# Really odd 1911 10mm



## GoneCoastal (May 1, 2008)

Looks like a single action with a double action type trigger for whatever reason.

http://www.gunbroker.com/Auction/ViewItem.aspx?Item=287247574


----------



## scubapro (Nov 27, 2010)

That almost looks like a Seecamp conversion. If you look closely, you can see the SA trigger that has been pinned back -- with the DA trigger added. The Seecamp conversion _usually_ included a telltale "nub" that was added to the front of the trigger guard -- but I suppose Mr. Seecamp did some without that feature...or either someone copied his conversion process.

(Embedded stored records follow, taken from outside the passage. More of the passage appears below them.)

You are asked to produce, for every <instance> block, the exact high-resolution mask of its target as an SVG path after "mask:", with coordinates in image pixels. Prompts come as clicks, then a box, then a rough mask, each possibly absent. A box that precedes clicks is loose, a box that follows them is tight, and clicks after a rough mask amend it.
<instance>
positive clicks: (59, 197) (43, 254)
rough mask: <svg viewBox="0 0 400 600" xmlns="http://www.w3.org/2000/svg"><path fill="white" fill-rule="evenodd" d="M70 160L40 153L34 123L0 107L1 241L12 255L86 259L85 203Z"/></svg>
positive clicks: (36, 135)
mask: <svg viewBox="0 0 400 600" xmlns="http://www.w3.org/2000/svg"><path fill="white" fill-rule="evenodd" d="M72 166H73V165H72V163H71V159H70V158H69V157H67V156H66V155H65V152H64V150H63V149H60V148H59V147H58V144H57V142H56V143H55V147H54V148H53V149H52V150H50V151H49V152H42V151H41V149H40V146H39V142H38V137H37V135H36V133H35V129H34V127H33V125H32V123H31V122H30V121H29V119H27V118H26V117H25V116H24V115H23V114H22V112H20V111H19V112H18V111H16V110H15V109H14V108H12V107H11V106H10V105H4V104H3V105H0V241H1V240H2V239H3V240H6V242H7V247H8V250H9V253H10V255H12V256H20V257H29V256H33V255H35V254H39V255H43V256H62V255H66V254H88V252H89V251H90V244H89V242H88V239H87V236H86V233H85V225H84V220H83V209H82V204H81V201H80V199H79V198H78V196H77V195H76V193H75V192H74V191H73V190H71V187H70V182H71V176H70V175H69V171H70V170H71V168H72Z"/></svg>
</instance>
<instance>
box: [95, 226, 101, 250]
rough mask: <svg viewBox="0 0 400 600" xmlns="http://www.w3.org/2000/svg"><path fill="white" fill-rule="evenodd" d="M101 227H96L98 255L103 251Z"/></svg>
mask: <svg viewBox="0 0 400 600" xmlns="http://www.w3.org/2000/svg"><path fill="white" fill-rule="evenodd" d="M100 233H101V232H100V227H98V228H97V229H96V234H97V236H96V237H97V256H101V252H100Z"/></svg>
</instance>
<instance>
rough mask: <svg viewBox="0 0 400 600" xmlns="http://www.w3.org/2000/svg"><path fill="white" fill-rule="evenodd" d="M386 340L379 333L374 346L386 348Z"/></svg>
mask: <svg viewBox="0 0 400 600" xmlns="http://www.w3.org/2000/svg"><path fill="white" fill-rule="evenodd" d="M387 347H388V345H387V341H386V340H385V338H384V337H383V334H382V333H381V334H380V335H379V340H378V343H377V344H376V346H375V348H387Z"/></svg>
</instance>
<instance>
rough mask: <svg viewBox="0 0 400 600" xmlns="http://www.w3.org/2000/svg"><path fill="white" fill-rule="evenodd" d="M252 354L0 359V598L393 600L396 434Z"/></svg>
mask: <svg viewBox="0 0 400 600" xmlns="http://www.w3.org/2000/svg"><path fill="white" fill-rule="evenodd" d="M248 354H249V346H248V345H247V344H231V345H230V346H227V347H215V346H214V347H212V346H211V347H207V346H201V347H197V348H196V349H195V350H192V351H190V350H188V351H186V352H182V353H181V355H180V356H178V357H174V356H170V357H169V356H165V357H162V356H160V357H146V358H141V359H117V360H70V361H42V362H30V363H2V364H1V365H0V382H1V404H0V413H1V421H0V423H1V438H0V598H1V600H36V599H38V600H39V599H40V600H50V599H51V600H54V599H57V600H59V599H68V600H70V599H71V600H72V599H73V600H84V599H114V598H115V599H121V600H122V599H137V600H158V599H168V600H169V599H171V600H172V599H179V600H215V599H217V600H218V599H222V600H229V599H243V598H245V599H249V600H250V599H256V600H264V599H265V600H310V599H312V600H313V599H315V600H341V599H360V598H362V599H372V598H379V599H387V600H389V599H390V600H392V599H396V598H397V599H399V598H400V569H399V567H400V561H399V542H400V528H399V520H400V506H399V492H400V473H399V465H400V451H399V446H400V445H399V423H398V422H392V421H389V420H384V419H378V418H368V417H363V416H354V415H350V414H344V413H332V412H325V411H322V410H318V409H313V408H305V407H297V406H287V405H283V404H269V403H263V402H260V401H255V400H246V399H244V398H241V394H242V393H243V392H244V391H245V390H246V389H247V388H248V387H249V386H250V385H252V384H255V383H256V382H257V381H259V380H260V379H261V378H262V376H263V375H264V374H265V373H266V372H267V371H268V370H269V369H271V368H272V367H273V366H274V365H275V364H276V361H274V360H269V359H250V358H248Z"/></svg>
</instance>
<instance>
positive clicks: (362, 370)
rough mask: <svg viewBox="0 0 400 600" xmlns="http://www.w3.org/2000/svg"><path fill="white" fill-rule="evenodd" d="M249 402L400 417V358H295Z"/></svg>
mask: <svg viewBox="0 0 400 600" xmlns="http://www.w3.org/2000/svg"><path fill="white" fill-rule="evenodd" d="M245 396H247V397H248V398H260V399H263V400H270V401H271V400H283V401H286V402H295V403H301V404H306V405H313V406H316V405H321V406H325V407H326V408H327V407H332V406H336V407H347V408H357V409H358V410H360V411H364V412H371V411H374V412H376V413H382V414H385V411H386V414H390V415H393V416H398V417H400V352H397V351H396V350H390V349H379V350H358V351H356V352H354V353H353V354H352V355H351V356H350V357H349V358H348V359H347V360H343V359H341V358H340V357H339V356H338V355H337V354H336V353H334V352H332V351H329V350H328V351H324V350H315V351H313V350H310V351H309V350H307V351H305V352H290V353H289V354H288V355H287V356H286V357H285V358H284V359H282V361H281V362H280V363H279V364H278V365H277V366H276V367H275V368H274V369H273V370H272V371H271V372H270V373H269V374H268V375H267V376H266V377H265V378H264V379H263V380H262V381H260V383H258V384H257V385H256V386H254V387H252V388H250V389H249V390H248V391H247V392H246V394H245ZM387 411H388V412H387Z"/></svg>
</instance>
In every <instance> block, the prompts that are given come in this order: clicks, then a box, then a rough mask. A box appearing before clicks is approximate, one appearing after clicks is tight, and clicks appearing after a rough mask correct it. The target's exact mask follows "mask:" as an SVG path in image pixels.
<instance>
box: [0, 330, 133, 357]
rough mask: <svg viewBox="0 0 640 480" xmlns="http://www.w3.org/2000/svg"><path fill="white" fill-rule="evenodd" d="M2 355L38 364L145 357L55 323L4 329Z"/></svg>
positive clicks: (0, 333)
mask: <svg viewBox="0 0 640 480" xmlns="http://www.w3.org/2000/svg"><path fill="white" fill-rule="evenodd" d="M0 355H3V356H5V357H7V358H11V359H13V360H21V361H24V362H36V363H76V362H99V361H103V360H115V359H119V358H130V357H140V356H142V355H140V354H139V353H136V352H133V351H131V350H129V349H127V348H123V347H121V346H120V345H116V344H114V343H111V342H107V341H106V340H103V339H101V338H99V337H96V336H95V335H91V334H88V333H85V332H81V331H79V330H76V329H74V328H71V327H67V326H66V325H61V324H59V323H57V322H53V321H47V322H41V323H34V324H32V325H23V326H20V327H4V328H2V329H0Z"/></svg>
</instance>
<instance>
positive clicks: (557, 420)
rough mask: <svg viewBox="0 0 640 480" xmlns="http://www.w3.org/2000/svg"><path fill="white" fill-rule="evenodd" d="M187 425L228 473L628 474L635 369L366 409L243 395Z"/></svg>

http://www.m1911.org/seecamp.htm


----------



## Linkovich (Oct 24, 2007)

According to the link to the GB auction it's an Essex, which would make it one of the Seecamp licensed conversions. That would explain the lack of the nub on the trigger guard. You can see the plate on the right side of the gun covering the DA mechanism


----------



## GoneCoastal (May 1, 2008)

http://thefiringline.com/forums/showthread.php?p=2549755


I should have googled it last night.

I looked at one of the ODI guns years ago and all I remember was the horrendous DA trigger. BPW has quite a few 1911s on GB and I was just browsing for 10mm last night. There is a Auto Ordnance on GB which may be a decent deal for a starter 1911 10mm if one doesnt want to pay 1000 for a Delta. I think Im going to research what goes into a 10mm 1911 build and see what it would cost to build one myself.


----------



## tgibson85 (Nov 7, 2011)

Linkovich said:


> According to the link to the GB auction it's an Essex, which would make it one of the Seecamp licensed conversions. That would explain the lack of the nub on the trigger guard. You can see the plate on the right side of the gun covering the DA mechanism


 
That would be the dead give away.


----------